There are several indications that the distributions of both CV_I and CV_G are not Gaussian but skewed, as is the total variation of traditional population-based reference values for healthy individuals for many common measurands in laboratory medicine. Moreover, the use of logarithms is the basic assumption for the theoretical investigations both by Fokkema et al., ⁸ now widely cited and applied, and by Lund et al.^9,10 Even if the skewed distributions are better described by other possible models, we consider that logarithmic distributions are the best to describe numerical biological phenomena.
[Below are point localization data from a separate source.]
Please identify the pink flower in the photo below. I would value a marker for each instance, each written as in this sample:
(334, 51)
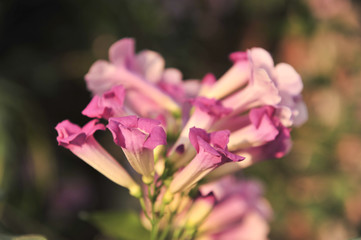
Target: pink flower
(279, 86)
(199, 210)
(263, 127)
(206, 112)
(135, 72)
(240, 206)
(211, 153)
(138, 137)
(109, 104)
(82, 143)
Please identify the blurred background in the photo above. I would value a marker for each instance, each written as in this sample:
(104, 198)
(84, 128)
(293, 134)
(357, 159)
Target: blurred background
(46, 47)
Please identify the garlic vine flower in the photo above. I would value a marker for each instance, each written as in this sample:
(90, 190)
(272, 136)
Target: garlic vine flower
(186, 138)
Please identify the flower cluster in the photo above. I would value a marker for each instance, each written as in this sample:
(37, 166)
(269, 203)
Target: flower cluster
(185, 138)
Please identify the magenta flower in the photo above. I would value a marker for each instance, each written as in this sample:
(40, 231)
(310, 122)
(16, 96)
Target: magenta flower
(277, 148)
(82, 143)
(138, 137)
(211, 153)
(263, 127)
(109, 104)
(206, 112)
(200, 209)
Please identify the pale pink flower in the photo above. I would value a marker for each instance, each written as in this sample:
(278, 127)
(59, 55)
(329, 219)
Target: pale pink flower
(263, 127)
(109, 104)
(279, 86)
(135, 72)
(138, 137)
(83, 144)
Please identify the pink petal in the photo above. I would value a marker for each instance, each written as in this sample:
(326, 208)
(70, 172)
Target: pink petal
(121, 53)
(288, 80)
(151, 65)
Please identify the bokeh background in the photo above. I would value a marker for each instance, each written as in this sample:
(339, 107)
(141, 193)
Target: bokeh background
(46, 47)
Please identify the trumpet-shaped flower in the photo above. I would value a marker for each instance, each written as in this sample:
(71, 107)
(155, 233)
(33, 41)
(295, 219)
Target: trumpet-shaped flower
(211, 153)
(137, 72)
(138, 137)
(237, 200)
(83, 144)
(207, 111)
(263, 127)
(109, 104)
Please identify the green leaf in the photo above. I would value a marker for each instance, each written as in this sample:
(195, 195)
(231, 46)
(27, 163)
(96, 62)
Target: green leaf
(23, 237)
(120, 225)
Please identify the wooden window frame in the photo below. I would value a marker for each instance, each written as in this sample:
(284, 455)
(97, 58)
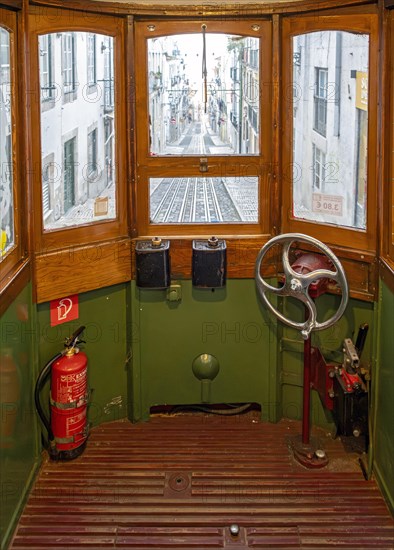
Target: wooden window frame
(353, 239)
(388, 183)
(13, 261)
(176, 166)
(66, 21)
In addition, the traditional description has drawbacks for large CV, e.g. the problems with negative concentrations being found when derived RCV are applied if inappropriately generated high CV are used. One of the reasons for the lack, to date, of clear and comprehensive documentation of the type of distribution may be the need for a large number of samples from healthy individuals in steady-state to reveal the exact type of distribution, whether Gaussian, ln-Gaussian or other.
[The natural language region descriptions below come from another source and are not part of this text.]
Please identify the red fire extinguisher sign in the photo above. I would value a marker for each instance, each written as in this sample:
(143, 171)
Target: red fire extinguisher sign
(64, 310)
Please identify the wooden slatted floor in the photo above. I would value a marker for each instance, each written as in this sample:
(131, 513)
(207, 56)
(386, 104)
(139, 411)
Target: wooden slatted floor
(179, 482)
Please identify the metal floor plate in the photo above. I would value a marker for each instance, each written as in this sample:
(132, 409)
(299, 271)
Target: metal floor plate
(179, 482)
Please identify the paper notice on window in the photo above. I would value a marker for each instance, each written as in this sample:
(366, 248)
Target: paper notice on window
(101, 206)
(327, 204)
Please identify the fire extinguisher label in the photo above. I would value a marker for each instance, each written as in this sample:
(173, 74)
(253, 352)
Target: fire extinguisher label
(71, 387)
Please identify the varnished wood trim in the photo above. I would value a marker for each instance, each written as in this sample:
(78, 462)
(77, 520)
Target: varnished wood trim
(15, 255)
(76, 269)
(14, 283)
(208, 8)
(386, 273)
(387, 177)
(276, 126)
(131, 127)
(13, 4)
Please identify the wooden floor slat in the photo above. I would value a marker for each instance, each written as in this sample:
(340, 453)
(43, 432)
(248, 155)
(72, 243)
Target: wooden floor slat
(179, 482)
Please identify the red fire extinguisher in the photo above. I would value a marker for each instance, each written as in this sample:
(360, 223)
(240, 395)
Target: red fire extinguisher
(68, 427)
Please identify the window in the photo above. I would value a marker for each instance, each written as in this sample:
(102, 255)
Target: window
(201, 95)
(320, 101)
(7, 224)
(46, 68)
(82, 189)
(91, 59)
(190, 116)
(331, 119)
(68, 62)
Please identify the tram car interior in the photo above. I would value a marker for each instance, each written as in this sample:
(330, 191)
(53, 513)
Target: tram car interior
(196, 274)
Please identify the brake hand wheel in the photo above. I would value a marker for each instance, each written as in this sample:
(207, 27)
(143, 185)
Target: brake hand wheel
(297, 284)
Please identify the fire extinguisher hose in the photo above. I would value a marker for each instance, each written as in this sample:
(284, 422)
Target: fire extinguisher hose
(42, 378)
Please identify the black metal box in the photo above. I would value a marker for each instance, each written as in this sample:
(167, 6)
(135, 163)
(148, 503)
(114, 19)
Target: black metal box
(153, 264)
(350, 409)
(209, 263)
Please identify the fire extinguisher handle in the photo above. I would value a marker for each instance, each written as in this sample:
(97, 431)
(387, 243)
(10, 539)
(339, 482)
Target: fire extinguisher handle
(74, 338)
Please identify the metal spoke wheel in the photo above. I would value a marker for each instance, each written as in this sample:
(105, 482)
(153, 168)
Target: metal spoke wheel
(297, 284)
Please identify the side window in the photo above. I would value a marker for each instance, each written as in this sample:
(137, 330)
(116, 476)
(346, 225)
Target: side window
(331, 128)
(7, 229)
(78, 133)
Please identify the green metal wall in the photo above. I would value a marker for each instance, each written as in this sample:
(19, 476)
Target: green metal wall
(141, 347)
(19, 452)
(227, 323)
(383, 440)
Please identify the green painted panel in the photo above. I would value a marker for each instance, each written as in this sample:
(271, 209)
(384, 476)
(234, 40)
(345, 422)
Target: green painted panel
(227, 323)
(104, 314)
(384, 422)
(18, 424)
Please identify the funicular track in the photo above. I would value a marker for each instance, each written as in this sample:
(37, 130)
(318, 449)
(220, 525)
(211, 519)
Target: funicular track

Nonetheless, it is interesting to see that the performance specifications based on our new logarithmic and on the traditional ⁴ models are practical identical for small CV_I values such as for plasma glucose as documented in Example 2, and hardly dissimilar for plasma prolactin with large CV_I. This means that both models can be used for generating analytical performance specifications for CV – and corresponding s – except from the fact that only logarithmic models can avoid against negative concentrations being found when RCV are applied if large (but inappropriate) estimates of CV are used. The reason for the nearly identical results may be the transformation of CV_I to σ_I by the formula σ_I = {ln[CV_I²+ 1]}^½. This does seem to be very effective since the allowable Δbias for the plasma prolactin example (Example 1) would be 12.1 % instead of the 12.3 %, if not transformed logarithmically.

Both models for generation of analytical performance specifications can be useful for manufacturers of instruments and reagents including calibrators, where each lot has a specific Δbias from the previous lot. This is also vital for medical laboratories, where every change of lot poses a challenge to the desired analytical stability, and therefore needs special attention with necessity of intensive control, especially for measurands such as serum sodium, calcium and chloride which have well-documented small CV_I. In spite of the enormous endeavours on standardization of measurements with traceability to a high level of trueness, actual performance in practice may demonstrate large deviations, e.g. for serum sodium measured over eight years in two large Belgian hospital laboratories, where deviations of up to 4 mmol/L were seen. ¹² It is important to keep in mind that both Δβ and σ_A are variables in the formula and that their influences are fundamentally different: in consequence, solving problems and errors in ongoing analytical performance must be addressed separately for each variable.

Another model for RCV related to the change in standard deviation has been described by Jones ¹³ that RCV% = z × [CV_total²+ ((1 + RCV%) × CV_total)²]^½. This is complicated to calculate the limits for the RCV, but it might be interesting to estimate the performance specifications derived from this model and compare to our models in future work.

The estimation of analytical performance specifications with our new model seems to be rather more complicated than the traditional theory,^4,5 but, even for large CV_I, the difference between models is negligible; thus, only for very high CV_I is the ln-model of significant advantage.

Conclusions

Our model for analytical quality specifications based on logarithmic distributions of CV_A is conceptually more correct than the traditional model based on data derived using assumptions of Gaussian distributions, but results are similar up even with large CV_I.